Digital Content and Media Sciences Research Division
IKEHATA Satoshi Digital Content and Media Sciences Research Division Assistant Professor
Research Fields: Pattern Media
Introduction of research by science writer
Aiming to implement high-precision 3D reconstruction techniques
Reconstructing 2D information in 3D
We humans perceive the objects that we see as three-dimensional (3D) objects by combining information about them, such as depth, in a complex way. I am researching 3D computer vision, which examines how to reproduce this function of the human eye using computers, in other words, how to take two-dimensional (2D) image information, such as a photograph, and reconstruct the 3D information.
Up until now, my research has centered on the photometric stereo method, which uses one camera to photograph an object under light coming from different angles and then performs 3D reconstruction based on multiple shading patterns for a single object. This method is capable of elaborately reconstructing fine surface details such as the brush strokes of oil paintings, as well as delicate shapes of small objects such as tumor in endoscopic images.
Application in the real estate industry
However, there are still very few examples of application of 3D computer vision. In my previous position at Washington University in St. Louis, I conducted 3D modeling of real estate property information through joint research with a real estate company, with the goal of applying the research results. In the United States, the decision to purchase or rent real estate is often made on the basis of Internet information only, and the creation of detailed 3D information on properties was required.
There were examples of 3D reconstruction of indoor spaces before then, but they were only ever floor plans converted into 3D and could not provide meaningful information required for living in a place, such as room divisions and connections, or which rooms are bedrooms, for example. Using proprietary 3D reconstruction methods based on panoramic depth images taken in multiple places in the rooms, we succeeded in creating user-friendly property information that can be linked to CAD and provides meaningful information to 3D models.
Aiming towards integration with deep learning
Currently, I am researching combining 3D reconstruction with deep learning to improve reconstruction accuracy by loading large amounts of data, such as shading patterns, and having the system learn from it. However, outputting 3D information from inputted 2D information is difficult using current deep learning technology especially when the number of input is large (e.g., one thousand). There have not yet been any examples of research anywhere in the world that has successfully reconstructed accurate 3D information, and I am attempting to solve a difficult problem that could have a global impact.
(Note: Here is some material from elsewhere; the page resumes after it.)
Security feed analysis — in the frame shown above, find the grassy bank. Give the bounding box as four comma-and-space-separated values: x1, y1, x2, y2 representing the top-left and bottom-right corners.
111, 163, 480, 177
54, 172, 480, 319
Another problem with existing deep learning technology is that once the object category has been determined, the algorithm can only be applied to that object category. In other words, a 3D reconstruction algorithm with a certain purpose cannot be used for other objects. I am therefore also working on removing such constraints and developing techniques that improve versatility. Additionally, in the same way as human sight reconstructs objects in 3D using multiple clues such as parallax due to binocular vision, shading, and texture, I would like to make it possible for computers to combine multiple clues to perform 3D reconstruction.
In the future, I aim to share these research results for the benefit of society by developing applications based on these 3D reconstruction techniques.